Öfkenin kontrol altına alınması demek olan hilm Tur suresi 32. ayette akıl anlamında kullanılmıştır. Bu nedenle hilm’in aslı akıldır. Hilm çok büyük bir kişilik gücü, yüksek bir akıl ve duygulara hakimiyet gerektirir. Sufilere göre halim insan nefsinin baskılarından azat olmuş ve kendi üzerinde iktidarını ilan etmiş insandır. Hadiselerin tesiri altında derin üzüntü ve ye’se kapılmaz. Çünkü aşırı üzüntü çoğu zaman aşırı öfke ve Allah’ın takdirinden şüphe sonucudur. Halîm isminin tecelli ettiği kamil insan ise rıza makamındadır ve sükûnete ulaşmıştır. Allah’ın Halîm olduğunu bilen, insanların yaptıklarının yanlarına kâr kalmayacağını, Rabbimizin sadece onlara kendi hatalarını anlayıp telafi etmek için süre verdiğini bilir. Allah’ın hilmine aldanıp iyileşme sürecini zayi etmez. Aynı zamanda o da diğer insanlara öyle davranır. İyileşme ve hatasını telafi etme şansı vermeden kimseyi bir davranışından dolayı silivermez. Halîm olup olmadığımız her şey sakinken ve herkes birbirine saygılıyken ortaya çıkmaz; bunu asıl belli eden şey saldırı ve kabalıklara maruz kaldığımız kriz zamanlarıdır.

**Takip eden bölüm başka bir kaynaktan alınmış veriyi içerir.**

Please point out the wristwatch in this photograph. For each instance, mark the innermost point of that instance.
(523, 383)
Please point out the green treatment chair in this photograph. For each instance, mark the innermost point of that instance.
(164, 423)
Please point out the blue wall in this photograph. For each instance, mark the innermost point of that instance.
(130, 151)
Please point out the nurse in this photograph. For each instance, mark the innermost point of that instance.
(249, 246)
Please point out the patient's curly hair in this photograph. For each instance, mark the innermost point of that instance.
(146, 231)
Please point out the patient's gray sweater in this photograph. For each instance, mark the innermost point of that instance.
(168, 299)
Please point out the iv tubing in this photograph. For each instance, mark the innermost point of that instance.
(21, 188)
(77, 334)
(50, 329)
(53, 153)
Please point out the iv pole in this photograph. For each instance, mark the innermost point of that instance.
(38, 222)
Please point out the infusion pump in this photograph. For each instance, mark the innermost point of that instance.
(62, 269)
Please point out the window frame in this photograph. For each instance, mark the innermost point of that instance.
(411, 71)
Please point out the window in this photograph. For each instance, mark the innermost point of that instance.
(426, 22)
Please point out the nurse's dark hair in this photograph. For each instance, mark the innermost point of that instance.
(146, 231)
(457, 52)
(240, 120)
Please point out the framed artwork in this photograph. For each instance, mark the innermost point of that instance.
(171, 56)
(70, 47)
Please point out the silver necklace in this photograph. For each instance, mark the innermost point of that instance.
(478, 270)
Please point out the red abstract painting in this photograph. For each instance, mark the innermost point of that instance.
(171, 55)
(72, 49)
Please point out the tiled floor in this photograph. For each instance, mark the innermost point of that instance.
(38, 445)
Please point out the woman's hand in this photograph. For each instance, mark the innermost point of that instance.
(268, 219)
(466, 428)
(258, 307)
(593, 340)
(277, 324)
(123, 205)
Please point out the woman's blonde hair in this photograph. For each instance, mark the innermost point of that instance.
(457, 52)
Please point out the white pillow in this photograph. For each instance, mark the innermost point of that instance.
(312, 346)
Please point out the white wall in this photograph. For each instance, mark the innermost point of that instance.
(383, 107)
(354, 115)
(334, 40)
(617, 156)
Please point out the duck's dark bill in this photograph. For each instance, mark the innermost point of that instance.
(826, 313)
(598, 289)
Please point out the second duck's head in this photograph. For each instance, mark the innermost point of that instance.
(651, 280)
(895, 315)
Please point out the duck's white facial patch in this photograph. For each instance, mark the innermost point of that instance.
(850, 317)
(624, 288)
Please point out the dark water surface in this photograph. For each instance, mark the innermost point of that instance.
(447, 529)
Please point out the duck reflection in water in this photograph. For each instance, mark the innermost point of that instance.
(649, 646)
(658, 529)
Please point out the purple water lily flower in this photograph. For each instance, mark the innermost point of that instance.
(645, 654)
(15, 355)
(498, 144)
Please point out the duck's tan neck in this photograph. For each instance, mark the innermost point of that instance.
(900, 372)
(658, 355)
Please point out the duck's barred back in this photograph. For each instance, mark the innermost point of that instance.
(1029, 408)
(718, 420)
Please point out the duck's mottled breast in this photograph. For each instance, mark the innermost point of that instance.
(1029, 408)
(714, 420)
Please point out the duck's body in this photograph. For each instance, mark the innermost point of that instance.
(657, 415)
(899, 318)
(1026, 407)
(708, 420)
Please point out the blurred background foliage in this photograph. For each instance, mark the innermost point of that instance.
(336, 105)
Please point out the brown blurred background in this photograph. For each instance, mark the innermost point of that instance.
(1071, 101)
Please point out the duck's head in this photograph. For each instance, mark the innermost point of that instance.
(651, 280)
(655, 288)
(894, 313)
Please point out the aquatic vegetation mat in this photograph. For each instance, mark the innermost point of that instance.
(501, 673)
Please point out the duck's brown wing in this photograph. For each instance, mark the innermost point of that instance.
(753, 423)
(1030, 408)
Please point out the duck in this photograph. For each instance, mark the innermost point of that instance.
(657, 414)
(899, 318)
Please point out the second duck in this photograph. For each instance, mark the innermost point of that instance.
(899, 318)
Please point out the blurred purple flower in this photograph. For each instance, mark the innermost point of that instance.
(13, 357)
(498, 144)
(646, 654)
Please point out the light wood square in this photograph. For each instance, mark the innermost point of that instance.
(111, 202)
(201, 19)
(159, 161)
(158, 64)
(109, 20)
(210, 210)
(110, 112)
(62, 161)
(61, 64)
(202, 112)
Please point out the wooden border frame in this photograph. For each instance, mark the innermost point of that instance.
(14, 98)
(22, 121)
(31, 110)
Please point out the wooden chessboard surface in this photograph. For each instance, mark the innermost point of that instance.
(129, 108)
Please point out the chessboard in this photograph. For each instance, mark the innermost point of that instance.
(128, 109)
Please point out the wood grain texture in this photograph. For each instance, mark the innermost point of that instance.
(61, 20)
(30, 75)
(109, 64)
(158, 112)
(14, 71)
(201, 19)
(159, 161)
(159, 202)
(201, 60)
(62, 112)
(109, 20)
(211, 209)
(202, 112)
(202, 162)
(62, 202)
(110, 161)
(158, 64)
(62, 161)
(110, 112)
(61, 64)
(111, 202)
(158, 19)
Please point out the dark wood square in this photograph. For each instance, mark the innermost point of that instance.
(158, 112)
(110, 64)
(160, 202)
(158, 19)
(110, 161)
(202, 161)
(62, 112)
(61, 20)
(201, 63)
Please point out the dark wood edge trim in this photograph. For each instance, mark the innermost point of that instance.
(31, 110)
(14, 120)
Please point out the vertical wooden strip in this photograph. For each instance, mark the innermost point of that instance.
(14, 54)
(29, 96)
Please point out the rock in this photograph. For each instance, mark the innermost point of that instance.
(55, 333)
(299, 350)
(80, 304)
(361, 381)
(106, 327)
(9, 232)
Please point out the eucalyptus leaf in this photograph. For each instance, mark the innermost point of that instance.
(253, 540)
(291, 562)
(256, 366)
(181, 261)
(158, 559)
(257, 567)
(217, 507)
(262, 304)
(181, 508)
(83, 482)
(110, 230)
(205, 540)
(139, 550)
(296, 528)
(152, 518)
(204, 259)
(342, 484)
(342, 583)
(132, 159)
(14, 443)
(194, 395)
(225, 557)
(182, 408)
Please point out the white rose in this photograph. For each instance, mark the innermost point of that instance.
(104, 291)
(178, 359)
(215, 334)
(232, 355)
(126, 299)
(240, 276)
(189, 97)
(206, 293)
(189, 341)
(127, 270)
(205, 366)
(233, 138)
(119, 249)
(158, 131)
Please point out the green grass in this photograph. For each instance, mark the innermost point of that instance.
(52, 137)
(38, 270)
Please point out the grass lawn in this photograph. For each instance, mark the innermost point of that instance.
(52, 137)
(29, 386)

Halim ismi en çok peygamberlerde tecelli etmiştir. Onların insanların en cahil ve inatçı kesimiyle uğraşmak zorunda kalmaları ve her çeşit insandan oluşan toplumlara hitap etmeleri bu isimle ahlaklanmış olmalarını zorunlu kılar. İnsanları eğitme ve geliştirme mevkiinde olan eğitimcilerin, her alandaki danışman ve rehberlerin öncelikli olarak bu ismin tecellisine ihtiyaçları vardır. Hz. Musa’nın heyecanlı ve aktif bir genç iken yükleneceği muazzam sosyal görev öncesi Kur’an’da hilm vasfıyla nitelenmiş Şuayb (a.s.)’ın yanına gönderilmesi ve uzunca bir süre onun rahle-i tedrisinden geçmesi boşuna değildir.
İnsanların haklarına tecavüz eden, ticarette ve siyasette zulüm düzeni kuranlar halim-selim (sabırlı ve düzgün) insanları beceriksiz ve zavallı görür, onlarla alay ederler. Şuayb’ın kavminin yaptığı gibi... Oysa sonuçta kazanacak olanlar kendi tepkilerini başkalarından gördüğü muameleye bağlamayan ve ahlaki tutarlılığını koruyanlardır. (En’am, 6/135.) Elinden bir şey gelmediği için ses çıkarmamakla, muhatabına süre tanıdığı için sakin kalmak arasındaki fark iyi ayırt edilmelidir.